Hawkmoon dirigió una mirada penetrante a Corum. Y después se estremeció.
Hawkmoon no supo cuánto tiempo había transcurrido hasta que Brut volvió a la cabina, pero Emshon y Thereod habían jugado dos partidas de ajedrez y estaban a mitad de la tercera.
—El capitán está preparado para recibiros, Hawkmoon.
Brut parecía cansado. La niebla se coló por la puerta antes de que la cerrara.
—No os apresuréis dijo Emshon, levantando los ojos del tablero—. El capitán nos necesita para su misión, sea cual sea.
Hawkmoon sonrió.
—Debo satisfacer mi curiosidad, Emshon de Ariso.
Siguió a Brut por la cubierta. Cuando subió a bordo creyó distinguir un gran timón en la proa, y ahora vio otro en la popa. Lo comentó a Brut.
Brut asintió.
—Hay dos, pero un solo timonel. Aparte del capitán, no parece que haya otro ser a bordo.
Brut indicó la espesa muralla de niebla, donde se dibujaba la silueta de un hombre que sujetaba el timón con las dos manos. Se mantenía extraordinariamente erguido y vestía justillo y calzas gruesas. Parecía pegado al timón y a la cubierta, y Hawkmoon dudó por un momento que estuviera vivo… A juzgar por el movimiento del barco, dedujo que navegaba a una velocidad normal. Vio que la vela estaba hinchada, pero no soplaba ni una pizca de viento, ni siquiera aquel viento sobrenatural al que ya se había acostumbrado. Pasaron frente a un camarote idéntico al que habían dejado y llegaron a la cubierta de proa. Debajo había una puerta cuyo material no era la madera oscura del resto del barco. Era de metal, pero de un metal que poseía una calidad orgánica y vibrante, de un color rojizo que recordó a Hawmoon la piel de un zorro.
—Éste es el camarote del capitán —dijo Brut—. Aquí os dejo, Hawkmoon. Espero que recibáis respuesta a algunas de vuestras preguntas, como mínimo.
Brut regresó a su camarote. Hawkmoon contempló la extraña puerta. Extendió una mano para tocar el metal. Estaba caliente. Le produjo una descarga.
—Entrad, Hawkmoon —dijo una voz desde dentro.
Era una voz bien timbrada, pero parecía venir de lejos.
Hawkmoon buscó una manija, pero no había ninguna. Empujó la puerta, pero ya se estaba abriendo. Una brillante luz rubí hirió sus ojos, acostumbrados a la penumbra del camarote de popa. Hawkmoon parpadeó, pero avanzó hacia la luz, mientras la puerta se cerraba a su espalda.
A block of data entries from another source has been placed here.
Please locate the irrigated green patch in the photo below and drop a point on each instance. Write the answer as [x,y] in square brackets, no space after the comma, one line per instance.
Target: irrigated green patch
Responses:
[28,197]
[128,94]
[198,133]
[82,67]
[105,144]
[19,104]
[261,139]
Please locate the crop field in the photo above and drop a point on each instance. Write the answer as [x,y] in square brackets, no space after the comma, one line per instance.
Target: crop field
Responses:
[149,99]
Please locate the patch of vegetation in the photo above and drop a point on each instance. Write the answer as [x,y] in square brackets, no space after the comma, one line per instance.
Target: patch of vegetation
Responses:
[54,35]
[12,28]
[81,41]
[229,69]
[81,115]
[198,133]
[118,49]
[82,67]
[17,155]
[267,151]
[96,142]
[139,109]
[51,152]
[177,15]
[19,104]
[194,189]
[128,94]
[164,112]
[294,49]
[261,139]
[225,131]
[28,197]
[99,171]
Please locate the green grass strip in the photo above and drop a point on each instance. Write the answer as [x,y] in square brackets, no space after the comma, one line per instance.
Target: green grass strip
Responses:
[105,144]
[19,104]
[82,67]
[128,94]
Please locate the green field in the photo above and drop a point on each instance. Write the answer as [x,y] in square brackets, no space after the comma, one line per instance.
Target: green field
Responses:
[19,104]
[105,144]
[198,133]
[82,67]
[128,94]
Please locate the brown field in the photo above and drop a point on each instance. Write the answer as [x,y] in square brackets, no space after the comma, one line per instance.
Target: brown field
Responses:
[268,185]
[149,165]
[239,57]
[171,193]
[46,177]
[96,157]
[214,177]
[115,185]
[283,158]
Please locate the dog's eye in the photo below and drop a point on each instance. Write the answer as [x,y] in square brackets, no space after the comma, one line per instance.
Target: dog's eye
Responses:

El aire era caliente y estaba levemente perfumado. Lámparas de latón, oro y plata lanzaban destellos, el cristal brillaba. Hawkmoon vio ricas colgaduras, una gruesa alfombra de muchos tonos, lámparas rojas fijadas a mamparas, tallas sutiles; predominaban los púrpuras, rojos oscuros, verdes oscuros y amarillos. Vio un reluciente escritorio, cuyos bordes eran de oro, y sobre el escritorio había instrumentos, planos, un libro. Había armarios, un catre oculto tras una cortina. Junto al escritorio se erguía un hombre alto que, en facciones y figura, recordaba mucho a Corum. Tenía la misma cabeza ahusada, el fino cabello rojo dorado los rasgados ojos almendrados. Sus prendas sueltas eran del mismo color del ante y las sandalias se anudaban a sus tobillos con cordones plateados. Una corona de azul jade rodeaba su cabeza. Sin embargo, fueron sus ojos lo que atrajeron la atención de Hawkmoon. Eran de un blanco lechoso, moteado de azul, y ciegos. El capitán sonrió.
—Bienvenido, Hawkmoon. ¿Os han dado a probar nuestro vino?
—Lo he probado, sí.
El hombre se desplazó sin vacilaciones hacia un arcón, del cual sacó una jarra y dos copas de plata.
—¿Os apetece un poco más?
—Sí, gracias, señor.
El capitán sirvió el vino y Hawkmoon levantó la copa. Bebió y el vino le proporcionó un gran bienestar.